Peristiwa penusukan terhadap anggota rombongan konvoi perguruan silat itu terjadi di Jalan Panji Suroso Blimbing, Kota Malang pada Jumat (4/7/2025) sekitar pukul 01.30 WIB. Kejadian itu juga menyebabkan dua orang lainnya luka parah karena luka tusuk.
Saat itu, FR dan tiga orang temannya sedang makan nasi goreng gerobak di tepi jalan. Pada saat bersamaan, melintas ratusan orang anggota perguruan silat sembari menggeber motor. FR jengkel karena kebisingan suara motor rombongan pesilat itu.
Cekcok terjadi antara anggota perguruan silat dengan FR. Adu mulut antara kedua kubu itu lalu berubah menjadi perkelahian. FR menusuk dada MAS, seorang anggota perguruan silat menggunakan pisau lipat.
Korban yang merupakan warga Blitar itu meninggal dunia akibat luka pada bagian paru-parunya. Selain itu, dua rekan korban yakni DAR (18) warga Blitar, luka di lengan kiri dan RSP (18) warga Kedungkandang, Kota Malang, luka parah akibat luka tusuk di dada dan paha kiri.
Terpengaruh Miras
Kepala Polresta Malang Kota, Kombes Pol Nanang Haryono, mengatakan, pelaku hanya warga biasa dan hasil pemeriksaan, pelaku ketika terjadi peristiwa penusukan itu berada dalam pengaruh minuman keras dan terganggu suara motor rombongan konvoi.
“Pelaku langsung kabur melarikan diri usai menusuk korban,” kata Nanang.
Pelaku juga terluka pada bagian kepala akibat keributan tersebut. Dia lari bersembunyi di dalam mobil yang parkir di dekat kantor Dinas Koperasi Kota Malang.

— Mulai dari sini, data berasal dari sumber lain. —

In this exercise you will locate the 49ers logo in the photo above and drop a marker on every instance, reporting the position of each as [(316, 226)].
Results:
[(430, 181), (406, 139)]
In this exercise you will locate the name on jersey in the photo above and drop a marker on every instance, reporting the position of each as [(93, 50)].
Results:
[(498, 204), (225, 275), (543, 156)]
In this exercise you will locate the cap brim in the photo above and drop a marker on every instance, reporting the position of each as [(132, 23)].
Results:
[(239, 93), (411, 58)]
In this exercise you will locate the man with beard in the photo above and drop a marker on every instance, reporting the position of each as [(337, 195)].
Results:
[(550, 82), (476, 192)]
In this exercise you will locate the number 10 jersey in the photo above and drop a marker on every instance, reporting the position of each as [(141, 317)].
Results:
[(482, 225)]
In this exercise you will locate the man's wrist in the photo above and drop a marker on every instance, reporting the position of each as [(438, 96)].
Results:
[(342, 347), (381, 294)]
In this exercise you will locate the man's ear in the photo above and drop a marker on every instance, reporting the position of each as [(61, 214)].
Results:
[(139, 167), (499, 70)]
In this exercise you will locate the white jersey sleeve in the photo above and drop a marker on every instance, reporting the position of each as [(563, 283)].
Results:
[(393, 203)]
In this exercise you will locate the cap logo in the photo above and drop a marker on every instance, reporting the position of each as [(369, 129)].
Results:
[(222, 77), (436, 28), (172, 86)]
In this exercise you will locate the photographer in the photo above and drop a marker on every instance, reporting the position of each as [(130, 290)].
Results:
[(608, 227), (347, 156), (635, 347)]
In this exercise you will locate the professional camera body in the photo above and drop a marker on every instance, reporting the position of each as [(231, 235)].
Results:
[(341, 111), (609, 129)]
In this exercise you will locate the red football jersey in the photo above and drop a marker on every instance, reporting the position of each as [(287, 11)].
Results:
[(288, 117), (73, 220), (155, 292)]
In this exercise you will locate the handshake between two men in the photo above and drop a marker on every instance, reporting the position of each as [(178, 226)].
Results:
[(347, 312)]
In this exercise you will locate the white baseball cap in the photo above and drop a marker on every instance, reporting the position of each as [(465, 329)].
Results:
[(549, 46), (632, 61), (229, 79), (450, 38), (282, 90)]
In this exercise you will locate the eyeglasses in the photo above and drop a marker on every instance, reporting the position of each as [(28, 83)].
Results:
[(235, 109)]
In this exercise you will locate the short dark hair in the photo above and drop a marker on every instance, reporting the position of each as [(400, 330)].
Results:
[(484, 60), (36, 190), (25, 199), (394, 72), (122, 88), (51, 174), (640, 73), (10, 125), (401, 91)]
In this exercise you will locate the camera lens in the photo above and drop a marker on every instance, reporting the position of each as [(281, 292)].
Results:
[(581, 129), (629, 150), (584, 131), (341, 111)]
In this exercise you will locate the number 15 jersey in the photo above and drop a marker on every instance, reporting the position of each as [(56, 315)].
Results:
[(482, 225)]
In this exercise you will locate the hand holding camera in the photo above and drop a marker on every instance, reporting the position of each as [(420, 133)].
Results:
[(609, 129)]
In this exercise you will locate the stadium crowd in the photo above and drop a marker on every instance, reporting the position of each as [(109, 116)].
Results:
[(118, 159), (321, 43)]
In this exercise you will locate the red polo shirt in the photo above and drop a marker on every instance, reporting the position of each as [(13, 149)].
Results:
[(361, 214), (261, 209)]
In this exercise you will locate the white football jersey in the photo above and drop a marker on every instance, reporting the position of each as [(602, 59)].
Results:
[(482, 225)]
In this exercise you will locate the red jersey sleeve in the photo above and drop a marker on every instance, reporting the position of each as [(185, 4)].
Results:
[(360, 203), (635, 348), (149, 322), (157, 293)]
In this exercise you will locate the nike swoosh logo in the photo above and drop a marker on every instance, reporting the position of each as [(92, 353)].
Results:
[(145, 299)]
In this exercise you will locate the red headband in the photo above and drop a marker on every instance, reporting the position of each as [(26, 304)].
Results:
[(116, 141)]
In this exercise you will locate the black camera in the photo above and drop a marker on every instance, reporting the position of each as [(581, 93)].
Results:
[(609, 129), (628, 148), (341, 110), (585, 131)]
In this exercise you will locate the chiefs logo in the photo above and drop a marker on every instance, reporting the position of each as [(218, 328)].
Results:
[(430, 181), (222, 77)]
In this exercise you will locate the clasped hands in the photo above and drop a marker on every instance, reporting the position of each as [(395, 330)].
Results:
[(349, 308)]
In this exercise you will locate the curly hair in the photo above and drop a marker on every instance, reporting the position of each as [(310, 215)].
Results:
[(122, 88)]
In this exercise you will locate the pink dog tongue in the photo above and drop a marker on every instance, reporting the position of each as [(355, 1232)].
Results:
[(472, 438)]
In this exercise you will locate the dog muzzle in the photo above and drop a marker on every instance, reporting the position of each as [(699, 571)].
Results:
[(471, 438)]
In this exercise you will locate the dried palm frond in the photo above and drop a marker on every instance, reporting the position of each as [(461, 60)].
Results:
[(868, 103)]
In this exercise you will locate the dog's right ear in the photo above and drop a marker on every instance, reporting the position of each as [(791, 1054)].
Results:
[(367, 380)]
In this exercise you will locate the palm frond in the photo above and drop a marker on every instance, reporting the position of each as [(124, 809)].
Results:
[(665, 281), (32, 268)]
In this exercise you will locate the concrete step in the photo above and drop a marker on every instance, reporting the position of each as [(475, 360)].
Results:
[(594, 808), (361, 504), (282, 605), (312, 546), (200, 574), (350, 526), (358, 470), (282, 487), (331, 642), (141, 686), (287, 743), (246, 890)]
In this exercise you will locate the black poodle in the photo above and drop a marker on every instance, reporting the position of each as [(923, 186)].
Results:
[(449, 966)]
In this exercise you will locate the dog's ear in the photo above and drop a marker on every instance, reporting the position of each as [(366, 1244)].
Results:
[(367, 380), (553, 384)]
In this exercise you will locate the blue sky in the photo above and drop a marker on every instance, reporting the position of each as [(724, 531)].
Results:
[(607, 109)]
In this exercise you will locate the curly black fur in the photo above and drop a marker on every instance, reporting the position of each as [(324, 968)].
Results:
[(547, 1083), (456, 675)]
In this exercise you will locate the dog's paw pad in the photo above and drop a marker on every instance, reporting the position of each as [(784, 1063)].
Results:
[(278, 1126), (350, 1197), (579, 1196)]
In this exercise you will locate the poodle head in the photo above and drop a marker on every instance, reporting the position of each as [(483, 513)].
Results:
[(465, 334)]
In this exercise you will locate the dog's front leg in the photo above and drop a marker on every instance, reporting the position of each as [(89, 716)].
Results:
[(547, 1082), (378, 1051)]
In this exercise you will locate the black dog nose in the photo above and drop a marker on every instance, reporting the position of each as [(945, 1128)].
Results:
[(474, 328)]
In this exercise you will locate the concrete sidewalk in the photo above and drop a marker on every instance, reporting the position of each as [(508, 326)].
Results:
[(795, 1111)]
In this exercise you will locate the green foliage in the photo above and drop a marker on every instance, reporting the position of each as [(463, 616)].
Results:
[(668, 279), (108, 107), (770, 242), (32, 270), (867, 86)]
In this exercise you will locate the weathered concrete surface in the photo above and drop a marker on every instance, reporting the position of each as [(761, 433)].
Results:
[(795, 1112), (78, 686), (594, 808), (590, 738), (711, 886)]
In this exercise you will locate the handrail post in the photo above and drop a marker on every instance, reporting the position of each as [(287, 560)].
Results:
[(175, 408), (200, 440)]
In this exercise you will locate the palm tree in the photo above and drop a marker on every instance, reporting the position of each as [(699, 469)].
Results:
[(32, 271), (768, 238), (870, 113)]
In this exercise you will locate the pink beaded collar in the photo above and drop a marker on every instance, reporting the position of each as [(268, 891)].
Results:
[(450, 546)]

Polisi menangkap tersangka satu jam kemudian dan lebih dulu membawanya ke RS Saiful Anwar untuk pengobatan.
Sedangkan pisau lipat milik pelaku ditemukan di sekitar lokasi kejadian dan masih berlumuran darah. Dugaan awal, motif peristiwa itu murni ketersinggungan pelaku terhadap rombongan konvoi perguruan silat.
“Petugas masih mendalami secara intensif untuk memastikan motif pelaku menusuk korban,” ujar Nanang.
Polisi menjerat FR, pelaku penusukan seorang anggota perguruan silat itu menggunakan Pasal 351 ayat (3) KUHP Jo Pasal 64 KUHP tentang penganiayaan yang mengakibatkan kematian. Tersangka diancam pidana maksimal hukuman 7 tahun penjara.